Methods Thirty-two SPF SD rats were randomly divided into normal group, model group, mesalazine group, and mussel mucin group (0.6 mg/kg), with 8 rats in each group. The normal group was given ordinary drinking water, and the other groups were given 5% dextran sodium sulfate (DSS) to drink water freely for 7 days to prepare the ulcerative colitis model. The rats in each group were given daily administration for 24 hours after the establishment of the model. The daily disease activity index (DAI) and body weight changes were measured. After 7 days of administration, the rats were dissected and collected, and the colorectal length, weight, and intestinal weight ratio of the rats in each group were recorded. The rat intestinal mucosa was used for in vitro test, and the effect of MAP on the adhesion and antioxidant effect of rat intestinal mucosa was observed by nitrotetrazolium chloride (NBT) staining method.

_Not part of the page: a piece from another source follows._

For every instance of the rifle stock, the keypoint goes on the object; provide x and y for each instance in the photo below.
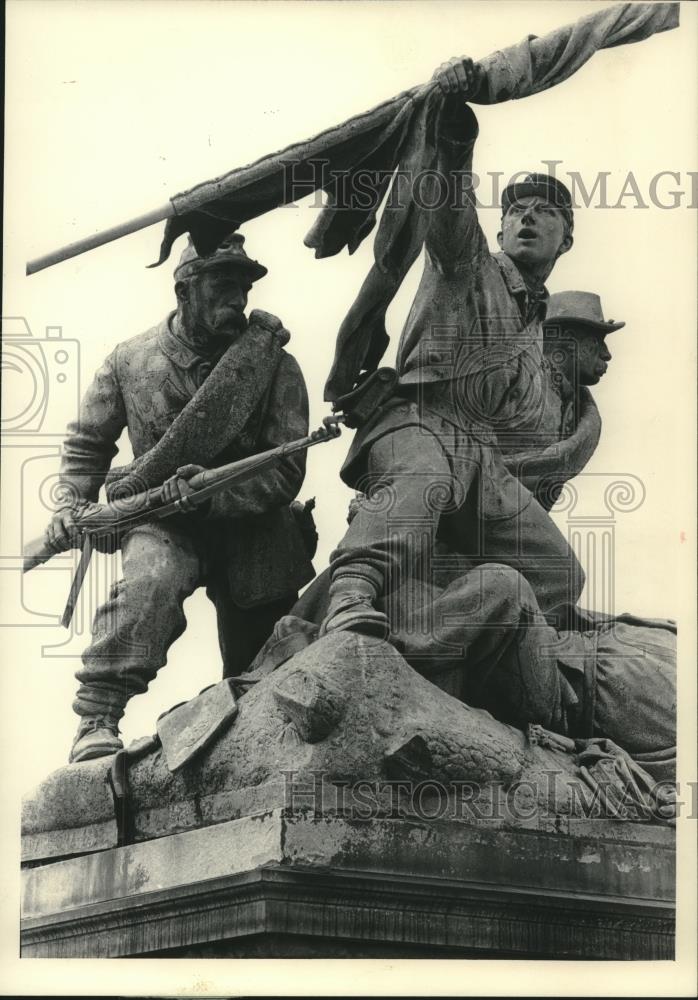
(113, 519)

Results Compared with the normal group, the DAI score of the model group increased significantly from the 5th day of the experiment (P<0.05), the body weight decreased (P<0.05), and the intestinal mucosal congestion, edema and ulceration, and colon The crypts were swollen and deformed, and a large number of inflammatory cells infiltrated in the submucosal tissue; compared with the model group, the body weight and colorectal length of the mesalazine group and the mussel mucin group increased (P<0.05), DAI score, intestinal Gravity ratio, CMDI score and histopathological score were all decreased (P<0.05). In the NBT experiment, it can be seen that the rectal mucosa of rats appears blue-stained, and the degree of blue-staining is further deepened with time.
Conclusion MAP can significantly improve the symptoms of ulcerative colitis model rats and repair the damage of intestinal mucosal barrier through good adhesion to intestinal mucosa and antioxidant effect, which can provide a reliable experimental basis for the treatment of ulcerative colitis by MAP.